All the acoustic sections were nice, but flow is the main drag... they sounds a little off when you go HIGH to LOW too fast... you might want to use some harmonic taps to get the same notes to sound warmer when you record.

I'd like to hear a few variations or just plain different chord progressions at some point... it got a little old near the middle.

Your solo was great, it fit perfectly into the song. Some of your licks could be improved on through some more dynamic phrasing, though... it sounds a little common at parts. Oh, and add a second guitar over the "riff thing" in the solo... that would definitly spice it up.

Either it isn't done or you couldn't bother to fade out the piano and/or write in the last resolving chord... which is it?

Overall, excellent, great ambiance and feel... much to improve, but... it's like you have a gold mine... now you just got to dig into it and get the shiny yellow stuff out!

gonzaw
06-04-2007, 09:13 PM
I like the acoustic intro....although it gets repetitive with time....
Yes....drums aren't that good in the beggining....maybe you should stick with a rythmic pattern till the disto comes....
The disto part was pretty good....nice feel to the song.
I love the next part with the acoustic and the strings....it fits perfectly.......maybe you could improve the drums a bit...but they don't matter that much....
I like how the interlude keeps you in suspence till the build up (but I think you shouldn't repeat the interlude....so as to have the song flow better.
Maybe in that next part you could use a different pattern of rythm too (in the second guitar thats it)...cause those are 8ths notes repeated and makes that part kind of boring...
I liked the solo....specially the rythm guitar and how it flowed...
That next riff was great too...I liked it a lot (may use a little variation though)....
The whole solo is great....maybe there is some stuff that is missing but for now it sounds great....
The after solo and ending is kind of repetitive and boring....you should use more variation in the acoustic riff maybe.....or have the solo wrap up everything don't you think.....it would be like a 2 minute kickass solo :p: :)
Great song...if you work it out...it would become such a huge thing

I don't know if you already critted mine.....maybe you could my newest one? (the last one...the yukitiyimium or something :p: )

ch715dallat
06-04-2007, 09:14 PM
lol nice analogy, yeah i just got the bones of it down but i want to maybe scrap that main acoustic bit and completely rewrite the intro and main part and then sort out the buildup then get it recorded and i suppose i could harmonise the riif thing in the solo ;)

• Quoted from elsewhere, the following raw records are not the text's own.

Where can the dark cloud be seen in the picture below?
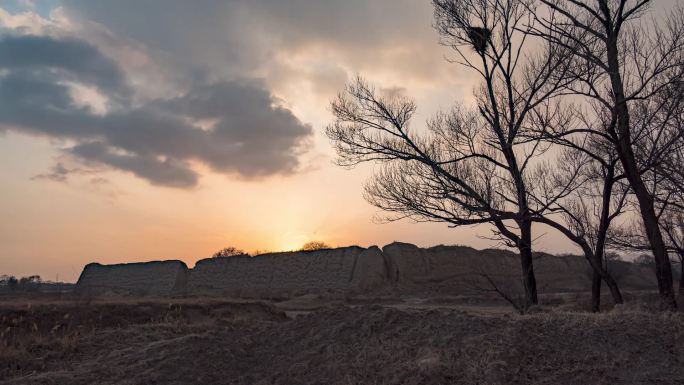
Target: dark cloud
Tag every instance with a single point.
(57, 173)
(71, 59)
(233, 126)
(248, 37)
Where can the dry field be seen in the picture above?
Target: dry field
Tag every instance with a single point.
(311, 341)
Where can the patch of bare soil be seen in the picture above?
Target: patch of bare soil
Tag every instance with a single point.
(368, 344)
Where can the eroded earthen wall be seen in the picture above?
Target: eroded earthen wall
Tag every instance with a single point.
(148, 278)
(282, 275)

also i thought i had faded out the piano? :(

anyhoo i tried to crit yours earlier man but you posted it on some download site and it wouldnt load the page, just attach it to your thread ;)

Edit: that was to LEo ;)

ch715dallat
06-04-2007, 09:18 PM
yup ill get to it now Gonzaw, and yeah thanks for your input. ill get to work on this tomorrow and acaully put a bit of effort into making an interesting acoustic riff thats alot more complicated and that i can carry throughout the song. i really just posted this to get impressions of the theme of teh song to see if it was worth working on and recording.

:cheers:

Also i got 2 other songs in the makng at the minute :haha so theyre keeping me busy. a death metal and a metalcore song.

leo_p8
06-04-2007, 09:19 PM
I already did that.

:D

Hmm... how to avoid spamming...

Good song... ?

ch715dallat
06-04-2007, 09:26 PM
cool ill go look at it now if i can find the thread ;)

you should really post your thread address after your post so you can get your crits ;)

but ill go search it now :haha

ch715dallat
06-05-2007, 10:11 PM
k, i just updated it with a different riff in there ;) check it out see if its an improvement? is it powerful enough emotionally. as i want it to be kind of like a rememberance song.